Porcelain became an object of desire among Europe’s elite from the moment the first examples found their way from China at some point in the 13th century. Elegant, strong and lustrous, it was desirable but wildly expensive, but attempts to discover the secret of making it closer to home met with little success for many years. It wasn’t until 1708, at Meissen in Bavaria, that the breakthrough was made, with the production of the first piece of fine white porcelain under the direction of Johann Friedrich Böttger. Today, two German producers continue to lead the way in the field: Meissen and Nymphenburg.
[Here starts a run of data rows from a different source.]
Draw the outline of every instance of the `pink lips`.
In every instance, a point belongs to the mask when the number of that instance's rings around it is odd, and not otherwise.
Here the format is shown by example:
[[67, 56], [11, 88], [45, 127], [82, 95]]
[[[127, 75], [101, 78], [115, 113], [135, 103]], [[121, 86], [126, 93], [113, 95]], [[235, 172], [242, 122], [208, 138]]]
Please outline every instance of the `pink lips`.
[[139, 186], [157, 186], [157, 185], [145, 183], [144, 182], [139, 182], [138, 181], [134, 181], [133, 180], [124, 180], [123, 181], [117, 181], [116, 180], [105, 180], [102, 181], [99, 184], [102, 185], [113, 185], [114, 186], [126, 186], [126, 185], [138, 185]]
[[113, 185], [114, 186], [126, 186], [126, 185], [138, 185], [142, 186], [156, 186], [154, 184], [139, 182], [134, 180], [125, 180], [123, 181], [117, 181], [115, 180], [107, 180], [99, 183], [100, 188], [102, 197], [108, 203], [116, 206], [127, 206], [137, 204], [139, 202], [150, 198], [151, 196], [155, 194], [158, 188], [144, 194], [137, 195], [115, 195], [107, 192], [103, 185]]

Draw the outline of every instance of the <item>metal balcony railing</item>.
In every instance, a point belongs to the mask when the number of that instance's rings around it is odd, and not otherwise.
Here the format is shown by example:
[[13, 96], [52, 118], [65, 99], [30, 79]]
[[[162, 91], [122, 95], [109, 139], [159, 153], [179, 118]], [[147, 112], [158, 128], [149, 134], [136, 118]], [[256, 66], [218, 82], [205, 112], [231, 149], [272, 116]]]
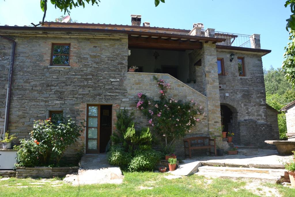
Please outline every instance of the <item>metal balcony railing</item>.
[[217, 43], [217, 45], [252, 48], [250, 40], [252, 38], [250, 35], [215, 31], [215, 36], [226, 39], [224, 42]]

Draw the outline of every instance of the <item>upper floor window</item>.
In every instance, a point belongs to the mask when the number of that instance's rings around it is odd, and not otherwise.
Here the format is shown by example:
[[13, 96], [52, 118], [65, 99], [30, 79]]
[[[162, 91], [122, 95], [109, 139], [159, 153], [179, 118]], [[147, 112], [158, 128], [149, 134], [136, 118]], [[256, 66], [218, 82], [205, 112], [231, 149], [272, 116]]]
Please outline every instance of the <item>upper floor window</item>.
[[245, 76], [245, 66], [244, 63], [244, 58], [238, 57], [238, 68], [239, 76]]
[[53, 43], [50, 65], [69, 66], [69, 44]]
[[49, 118], [54, 124], [59, 123], [63, 120], [63, 112], [62, 111], [50, 111]]
[[217, 67], [218, 70], [218, 75], [224, 75], [224, 66], [223, 58], [217, 58]]

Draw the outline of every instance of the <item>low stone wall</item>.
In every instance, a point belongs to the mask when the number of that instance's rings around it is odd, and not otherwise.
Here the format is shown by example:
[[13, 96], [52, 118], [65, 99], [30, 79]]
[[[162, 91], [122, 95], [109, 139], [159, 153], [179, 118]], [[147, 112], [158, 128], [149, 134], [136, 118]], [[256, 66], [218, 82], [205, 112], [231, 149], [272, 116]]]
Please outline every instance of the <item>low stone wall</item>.
[[52, 178], [63, 177], [68, 174], [78, 173], [78, 167], [17, 167], [16, 168], [17, 178]]
[[0, 170], [0, 176], [3, 177], [14, 177], [16, 174], [15, 170]]

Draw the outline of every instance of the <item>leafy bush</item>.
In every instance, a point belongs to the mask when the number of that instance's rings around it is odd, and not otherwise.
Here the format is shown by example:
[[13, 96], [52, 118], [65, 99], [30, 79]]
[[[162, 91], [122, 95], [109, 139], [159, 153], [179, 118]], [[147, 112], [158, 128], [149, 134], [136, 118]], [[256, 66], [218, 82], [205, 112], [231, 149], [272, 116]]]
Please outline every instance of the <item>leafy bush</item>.
[[128, 169], [131, 172], [152, 171], [160, 157], [161, 153], [154, 150], [137, 151]]
[[169, 164], [171, 165], [176, 164], [177, 161], [177, 159], [176, 159], [172, 158], [172, 157], [170, 157], [168, 159], [168, 162]]
[[44, 155], [45, 148], [42, 145], [38, 144], [34, 141], [22, 139], [19, 141], [20, 145], [15, 146], [17, 150], [17, 166], [35, 167], [40, 166]]
[[122, 169], [125, 169], [131, 159], [130, 153], [124, 151], [121, 147], [113, 146], [108, 153], [108, 161], [113, 165], [117, 165]]
[[163, 137], [165, 145], [171, 145], [176, 139], [184, 137], [190, 132], [192, 127], [200, 121], [201, 118], [198, 116], [203, 114], [201, 110], [203, 107], [197, 106], [193, 100], [182, 102], [167, 98], [170, 84], [155, 76], [153, 78], [160, 89], [160, 100], [153, 100], [139, 93], [137, 96], [140, 100], [136, 106], [150, 119], [149, 123], [155, 131]]
[[35, 121], [31, 139], [21, 140], [16, 148], [18, 166], [58, 165], [66, 148], [76, 141], [82, 131], [71, 119]]
[[113, 146], [108, 153], [111, 165], [130, 171], [153, 170], [160, 157], [160, 152], [152, 149], [153, 137], [148, 128], [137, 131], [134, 112], [124, 109], [117, 113], [118, 134], [111, 136]]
Maintaining traditional methods but constantly innovating, these celebrated names strive to ensure that fine porcelain remains as relevant and covetable as it was all those centuries ago.
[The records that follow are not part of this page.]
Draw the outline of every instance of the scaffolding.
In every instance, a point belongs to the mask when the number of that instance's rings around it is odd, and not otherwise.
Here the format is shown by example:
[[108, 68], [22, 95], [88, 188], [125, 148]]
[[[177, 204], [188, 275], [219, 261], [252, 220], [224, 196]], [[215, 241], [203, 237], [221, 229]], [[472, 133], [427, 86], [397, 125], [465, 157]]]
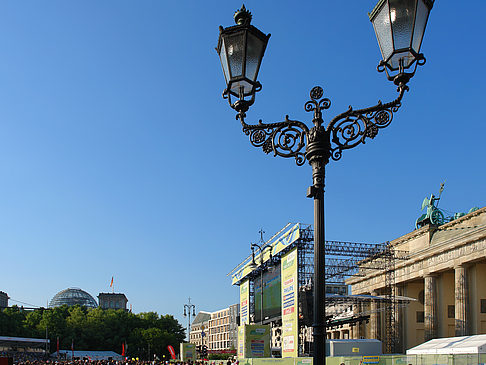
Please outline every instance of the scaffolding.
[[[262, 248], [274, 246], [280, 237], [287, 234], [295, 225], [287, 224], [269, 240], [263, 243]], [[271, 257], [272, 266], [280, 265], [283, 255], [298, 247], [298, 289], [299, 289], [299, 355], [312, 354], [312, 322], [313, 322], [313, 283], [314, 283], [314, 232], [311, 225], [298, 224], [298, 238], [289, 241], [284, 249]], [[262, 240], [263, 241], [263, 240]], [[405, 251], [396, 250], [389, 242], [370, 244], [345, 241], [325, 242], [325, 283], [330, 286], [341, 287], [346, 293], [341, 295], [329, 294], [326, 290], [326, 328], [332, 329], [343, 325], [358, 326], [375, 315], [368, 307], [369, 303], [380, 303], [381, 309], [375, 312], [384, 313], [384, 349], [386, 353], [400, 351], [398, 311], [407, 303], [408, 298], [398, 298], [395, 285], [395, 268], [397, 260], [408, 258]], [[238, 265], [230, 274], [242, 271], [252, 259], [249, 256]], [[262, 271], [268, 270], [268, 265], [259, 267], [246, 274], [249, 279], [249, 315], [255, 320], [255, 280], [261, 280]], [[229, 274], [229, 275], [230, 275]], [[385, 287], [382, 295], [347, 295], [345, 280], [354, 276], [378, 274], [384, 276]], [[239, 279], [241, 280], [241, 279]], [[235, 281], [239, 285], [238, 281]], [[263, 290], [263, 289], [260, 289]], [[330, 313], [333, 307], [334, 313]], [[341, 311], [341, 313], [339, 312]], [[264, 323], [272, 327], [281, 326], [281, 318], [264, 318]]]
[[[385, 323], [385, 352], [396, 353], [401, 350], [398, 310], [401, 303], [397, 300], [395, 285], [395, 266], [397, 260], [405, 260], [408, 257], [406, 251], [396, 250], [389, 242], [381, 244], [368, 244], [356, 242], [326, 241], [326, 283], [344, 282], [347, 277], [365, 276], [370, 271], [381, 271], [385, 276], [384, 298], [366, 298], [365, 301], [379, 301], [383, 304]], [[326, 297], [326, 304], [333, 302], [363, 301], [355, 298]], [[363, 320], [368, 320], [369, 315], [363, 315], [362, 311], [351, 316], [346, 323], [357, 325]], [[333, 326], [333, 318], [329, 316], [326, 323]], [[338, 320], [338, 325], [343, 321]]]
Meissen – the first porcelain manufactory in Europe – was founded in the eponymous town’s Albrechtsburg castle in 1710 to build on Böttger’s pioneering work there. Keeping true to the values that established the brand, each individual Meissen artwork is still crafted by hand by dedicated artisans, whose basic training takes a minimum of three years. Time and craftsmanship are at the heart of everything Meissen produces, with a single floor-standing vase taking months of manual application and artistry to produce. As Meissen’s managing director, Dr Tillmann Blaschke, notes, ‘Many hours of work and unquantifiable creativity, love and passion are invested in each artwork before it is allowed to leave our hallowed halls.’
While Meissen may be built on centuries-old practices, the brand is also one of the driving forces behind contemporary porcelain through its collaborations with artists from across the globe. A particularly notable one was with best-selling Chinese artist Zhou Chunya, whose famous Green Dog figurines have been some of Meissen’s most popular. As the artist explains, ‘Porcelain is a fascinating material that both challenges and inspires me. The history of its manufacturing, with its many shapes and colours, creates a magnificent creative canvas. At the same time, you can breathe in the spirit of great inventors and artists, without which this work would not be possible.’
Watches and jewellery
Porcelain jewellery and watches with porcelain dials have also become a key element of Meissen’s creations. Launched in 2011, the ever popular 1739 Royal Blossom Collection includes rings, necklaces, bracelets and earrings decorated with intricate porcelain flowers, while more recent creations include a range of porcelain pendants in the shape of animals, including elephants, owls and polar bears, all painted by hand to include the finest detail.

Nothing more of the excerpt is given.